While such checks are part of federal immigration law, they have generally been waived in favor of FBI background checks since the early 1990s.
“It sounds to me like the idea is to create a more intimidating atmosphere that discourages people from pursuing naturalization,” Doris Meissner, who oversaw USCIS’s predecessor agency during the Clinton administration, told CBS.
The former official added that the government moved away from such interviews because they were labor-intensive and rarely produced valuable information.
The Trump administration, in addition to pursuing a campaign of mass deportation against undocumented immigrants inside the U.S., has also sought to impose new requirements on legal immigrants seeking citizenship and other visas.
Last week, it announced it was expanding its scrutiny of the “good moral character” of citizenship hopefuls, as well as probing their records, including social media, for “anti-American” activity.
Earlier this year, the State Department and Department of Homeland Security announced expanded social media surveillance of visa applicants, screening for support of terrorism or opinions the administration considers antisemitic.
The requirements came about as the administration arrested numerous international students with ties to campus pro-Palestine protests.
Elsewhere, the Trump administration has functionally shut down refugee resettlement into the U.S., while reportedly mulling a new 40,000-person refugee cap with most slots going to white South Africans.

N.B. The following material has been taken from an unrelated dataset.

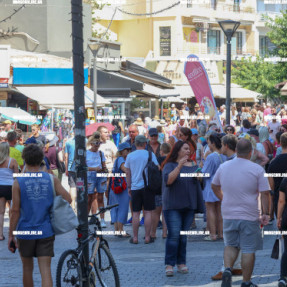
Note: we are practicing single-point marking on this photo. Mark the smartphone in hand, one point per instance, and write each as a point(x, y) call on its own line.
point(13, 246)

The White House has also pushed for a non-traditional mid-decade census that would exclude undocumented immigrants, breaking with over two centuries of precedent of the census counting all residents of particular states, U.S. citizens and otherwise.
The Trump administration has also revoked more than 6,000 student visas since January and has moved to end a variety of Biden-era legal immigration and humanitarian immigration parole programs.